The resulting features can be used for different applicative tasks. In this paper, we will focus on the applicative problem of financial stock analysis. The ultimate goal may be either to forecast the stock price (regression problem) or to decide whether to buy or sell (classification problem). Depending on the considered task, we can pass the generated features into suitable machine learning tool that may not be as data hungry as deep neural networks. Therefore, by adopting such a processing architecture, we expect to yield better results than traditional deep learning especially in cases where access to labeled data is limited.
2 Literature review
2.1 CNN for time series analysis
Let us briefly review and discuss CNN-based methods for time series analysis. For a more detailed review, the interested reader can peruse [11]. We mainly focus on studies on stock forecasting as it will be our use case for experimental validation.
The traditional choice for processing time series with neural network is to adopt a recurrent neural network (RNN) architecture. Variants of RNN like long short-term memory (LSTM) [12] and gated recurrent unit (GRU) [13] have been proposed. However, due to the complexity of training such networks via backpropagation through time, they have been progressively replaced with 1D CNN [14]. For example, in [15], a generic time series analysis framework was built based on LSTM, with assessed performance on the UCR time series classification datasets https://www.cs.ucr.edu/~eamonn/time_series_data/. The later study from the same group [17], based on 1D CNN, showed considerable improvement over the prior model on the same datasets.
There are also several studies that convert 1D time series data into a matrix form so as to be able to use 2D CNNs [16, 18, 19]. Each column of the matrix corresponds to a subset of the 1D series within a given time window, and the resulting matrix is processed as an image. The 2D CNN model has been especially popular in stock forecasting. In [19], the said techniques have been used on stock prices for forecasting. A slightly different input is used in [20]: instead of using the standard stock variables (open, close, high, low, and NAV), it uses high frequency data for forecasting major points of inflection in the financial market. In another work [21], a similar approach is used for modeling exchange -traded fund (ETF). It has been seen that the 2D CNN model performs the same as LSTM or the standard multi-layer perceptron [22, 23]. The apparent lack of performance improvement in the aforementioned studies may be due to an incorrect choice of CNN model, since an inherently 1D time series is modeled as an image.

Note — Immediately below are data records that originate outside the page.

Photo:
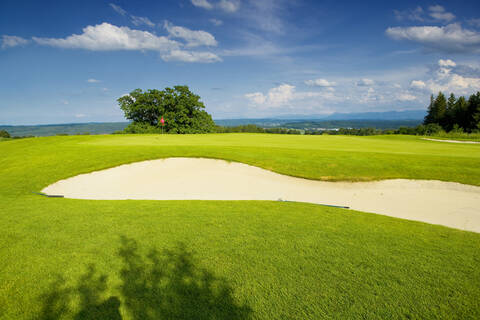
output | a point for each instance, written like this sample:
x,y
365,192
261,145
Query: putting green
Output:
x,y
64,258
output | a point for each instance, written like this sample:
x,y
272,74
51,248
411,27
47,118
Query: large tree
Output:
x,y
181,109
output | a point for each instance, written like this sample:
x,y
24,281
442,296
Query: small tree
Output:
x,y
181,109
4,134
473,112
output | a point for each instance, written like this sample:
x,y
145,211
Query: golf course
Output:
x,y
64,258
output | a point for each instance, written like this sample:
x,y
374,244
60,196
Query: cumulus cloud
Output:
x,y
365,82
320,83
229,5
451,38
202,4
12,41
216,22
474,22
446,63
438,13
191,56
137,21
104,37
225,5
414,15
417,84
194,38
405,96
118,9
282,95
434,13
256,97
449,77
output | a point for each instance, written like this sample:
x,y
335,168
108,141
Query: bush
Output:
x,y
181,109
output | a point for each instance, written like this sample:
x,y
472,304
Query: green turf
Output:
x,y
81,259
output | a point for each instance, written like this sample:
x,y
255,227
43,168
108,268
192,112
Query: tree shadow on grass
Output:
x,y
160,285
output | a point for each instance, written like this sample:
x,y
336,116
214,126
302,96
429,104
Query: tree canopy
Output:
x,y
454,114
181,109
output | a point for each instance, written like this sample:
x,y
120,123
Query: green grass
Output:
x,y
458,136
79,259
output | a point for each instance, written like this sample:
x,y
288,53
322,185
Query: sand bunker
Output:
x,y
446,203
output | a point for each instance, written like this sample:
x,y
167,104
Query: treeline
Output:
x,y
454,114
252,128
423,130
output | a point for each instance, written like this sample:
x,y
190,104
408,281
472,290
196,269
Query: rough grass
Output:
x,y
62,258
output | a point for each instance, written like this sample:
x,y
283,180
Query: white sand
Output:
x,y
445,203
452,141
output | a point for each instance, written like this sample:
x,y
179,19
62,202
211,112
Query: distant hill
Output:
x,y
386,115
379,120
68,128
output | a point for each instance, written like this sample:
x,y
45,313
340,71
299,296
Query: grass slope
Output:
x,y
62,258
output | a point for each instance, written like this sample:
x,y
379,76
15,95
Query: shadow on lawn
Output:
x,y
166,285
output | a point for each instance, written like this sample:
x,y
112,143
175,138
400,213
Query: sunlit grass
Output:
x,y
62,258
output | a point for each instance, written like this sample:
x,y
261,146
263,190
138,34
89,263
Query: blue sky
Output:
x,y
68,61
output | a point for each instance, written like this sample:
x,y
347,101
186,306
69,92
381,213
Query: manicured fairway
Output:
x,y
82,259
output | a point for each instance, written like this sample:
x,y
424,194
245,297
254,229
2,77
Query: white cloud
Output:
x,y
365,82
12,41
474,22
191,56
225,5
320,83
451,77
216,22
202,4
193,38
405,96
118,9
450,38
229,5
283,95
417,84
414,15
256,97
138,21
446,63
104,37
438,13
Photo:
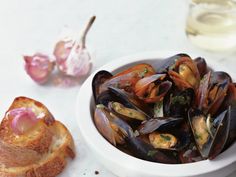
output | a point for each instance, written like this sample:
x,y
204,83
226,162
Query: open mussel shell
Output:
x,y
169,63
190,154
111,127
146,151
125,112
210,136
133,101
99,78
177,103
106,97
152,89
169,141
201,65
232,125
151,125
219,77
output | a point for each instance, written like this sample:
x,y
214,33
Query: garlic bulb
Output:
x,y
39,67
72,57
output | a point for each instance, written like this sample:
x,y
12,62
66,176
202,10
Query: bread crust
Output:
x,y
51,158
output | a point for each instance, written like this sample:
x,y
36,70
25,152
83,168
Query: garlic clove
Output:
x,y
39,67
72,57
23,119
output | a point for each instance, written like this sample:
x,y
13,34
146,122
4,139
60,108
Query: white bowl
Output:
x,y
124,165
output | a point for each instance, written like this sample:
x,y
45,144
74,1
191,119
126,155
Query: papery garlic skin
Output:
x,y
23,119
72,57
39,67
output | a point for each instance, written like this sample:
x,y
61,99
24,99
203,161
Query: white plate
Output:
x,y
122,164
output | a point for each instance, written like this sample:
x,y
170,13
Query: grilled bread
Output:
x,y
40,152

2.2 Deep learning and fusion
We now review existing works for processing multivariate data inputs, within the deep learning framework. Since the present work aims at being applied to stock price forecasting/trading, we will mostly focus our review on the multi-channel/multi-sensor fusion framework. Multimodal data and fusion for image processing, less related to our work, will be mentioned at the end of this subsection for the sake of completeness.
Deep learning has been widely used recently for analyzing multi-channel/multi-sensor signals. In several of such studies, all the sensors are stacked one after the other to form a matrix and 2D CNN is used for analyzing these signals. For example, [24] uses this strategy for analyzing human activity recognition from multiple body sensors. It is important to distinguish such an approach from the aforementioned studies [19–23]. Here, the images are not formed from stacking windowed signals from the same signal one after the other, but by stacking signals from different sensors. The said study [24] does not account for any temporal modeling; this is rectified in [25]. In there, 2D CNN is used on a time series window; but the different windows are finally processed by GRU, thus explicitly incorporating time series modeling. There is however no explicit fusion framework in [24, 25]. The information from raw multivariate signals is simply fused to form matrices and treated by 2D convolutions. A true fusion framework was proposed in [26]. Each signal channel is processed by a deep 1D CNN, and the output from the different signal processing pipelines are then fused by a fully connected layer. Thus, the fusion is happening at the feature level and not in the raw signal level as it was in [24, 25].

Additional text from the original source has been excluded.